Хотя, признаться, я не особенно люблю кошек…
Часть 3. Расплата
Один Мрачное озеро Кукуа, обильно заросшее по берегам тростником, вытянулось почти на четыре километра с северо-запада на юго-восток. Мой дом стоит от воды на расстоянии крика; летом по утрам хорошо был слышен плеск волн – озеро всегда неспокойно, бдительно несет свою вахту, накатывая тяжелой ртутью на прибрежные мхи и баюкая в чреве сонмища рыб.
Дом – это сильно сказано. Обычная лесная избушка, с банькой и сортиром на отшибе, частоколом из тощих еловых стволов и печкой. Раньше здесь жил егерь, но потом взрослые сыновья забрали его доживать свой век в город, а на замену никого не нашли. Единственная деревенька Кургиево на соседнем одноименном озерце уже давно была нежилой – молодежь разъехалась, а старики померли. До нормальной грунтовой трассы – восемь километров зимника, который когда-то был проложен лесозаготовщиками, и поэтому реальная связь с миром затруднительна и требует хороших морозов.
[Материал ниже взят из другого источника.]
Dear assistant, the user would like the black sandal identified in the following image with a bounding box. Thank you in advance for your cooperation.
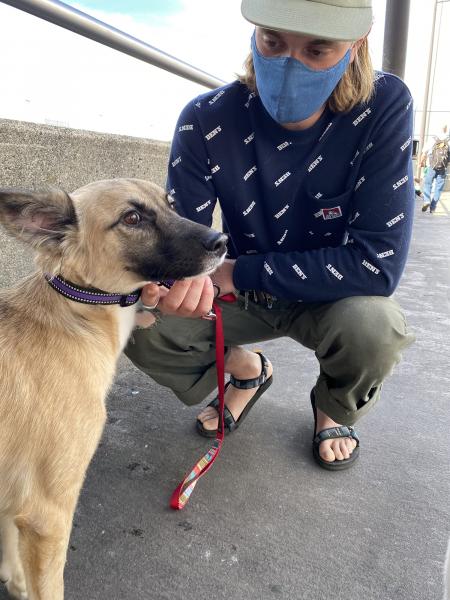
[197,352,273,438]
[311,390,359,471]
Ближайший убогий поселок, где можно отовариться – это еще пятнадцать километров по долбанной дороге, а до города Кеми – аж все шестьдесят пять; в общем, настоящее Богом забытое место. Кругом – сплошные озера, озерищи и озерца, речушки – бурные и не очень – бесконечные болота между сельговыми грядами, утыканными суровыми елками. Земли нет – вместо нее щедрой рукой катаклизма насыпаны камни, начиная размером с кулак и кончая – с автобус, поросшие мхом и лишайниками. Избушка егеря долго пустовала, быстро ветшая, как всякое заброшенное жилище, пока в ней не поселилась я. Это произошло несколько месяцев назад, после одного неприятного инцидента на работе и почти через три года после печальных событий в Египте…
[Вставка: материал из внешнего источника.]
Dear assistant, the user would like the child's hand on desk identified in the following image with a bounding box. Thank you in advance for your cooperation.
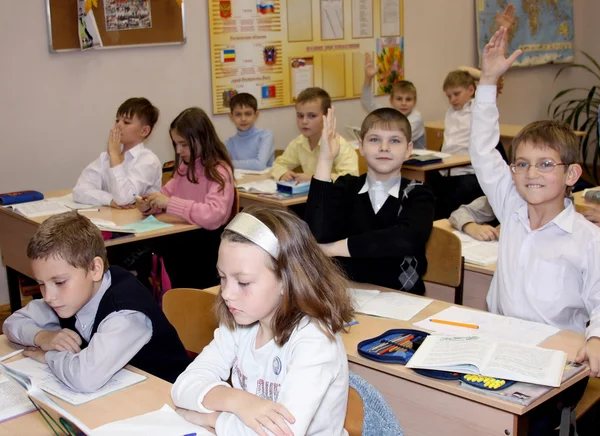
[582,207,600,227]
[463,223,500,241]
[175,407,221,433]
[145,192,169,210]
[33,329,81,354]
[23,347,46,363]
[575,337,600,378]
[479,27,521,85]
Я страдала. Лес пугал меня. Я дико скучала по работе, друзьям, праздникам. Скучала по рулю и магазинной толчее, по ярким вечерним улицам и телефонным звонкам. Скучала по компу и вообще по электричеству. Меня убивало, что по нужде надо было нестись на мороз, а мясо, которое я раньше заказывала в кабаках – добывать самой. Конечно, понемногу я привыкала, но чувство внутреннего протеста не давало мне обрести гармонию.
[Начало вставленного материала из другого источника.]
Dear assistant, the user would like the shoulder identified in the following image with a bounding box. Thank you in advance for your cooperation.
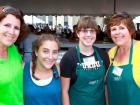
[55,64,60,76]
[108,46,117,58]
[95,47,108,58]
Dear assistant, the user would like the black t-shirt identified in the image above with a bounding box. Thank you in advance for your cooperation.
[60,47,110,84]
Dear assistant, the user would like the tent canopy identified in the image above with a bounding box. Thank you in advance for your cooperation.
[0,0,140,16]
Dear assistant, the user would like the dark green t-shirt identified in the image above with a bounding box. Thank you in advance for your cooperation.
[0,45,24,105]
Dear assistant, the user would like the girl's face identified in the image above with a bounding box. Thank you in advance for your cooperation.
[110,23,131,46]
[77,28,96,47]
[36,40,58,70]
[0,14,21,47]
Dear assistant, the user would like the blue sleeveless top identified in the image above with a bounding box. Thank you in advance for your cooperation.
[23,63,61,105]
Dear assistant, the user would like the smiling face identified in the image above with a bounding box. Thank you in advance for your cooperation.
[35,40,59,70]
[77,28,96,47]
[110,23,131,46]
[0,14,20,47]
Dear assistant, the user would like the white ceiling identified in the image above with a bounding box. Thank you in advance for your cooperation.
[0,0,140,15]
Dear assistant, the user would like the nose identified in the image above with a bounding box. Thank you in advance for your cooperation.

За неимением людей пришлось заводить иные знакомства. Утром ко мне заглянула старая волчица, почти без зубов – я накормила ее супом из куропатки, подстреленной на соседнем озере.
Иногда в гости заглядывала трехпалая рысь – весной по дурости она попала в капкан, но сумела вырваться, и часть задней лапы отсохла, сильно затрудняя ей охоту, особенно сейчас, по снегу. Если бы не я, она бы уже подохла с голоду. Волчица и рысь недолюбливали друг друга, как истинные кошка и собака, но, будучи равными противниками и к тому же инвалидами, только скалились, гремя каждый своей миской и косясь, не положили ли соседке больше. Я знаю, как звери ревнивы, – и поэтому стараюсь никого не выделять без нужды.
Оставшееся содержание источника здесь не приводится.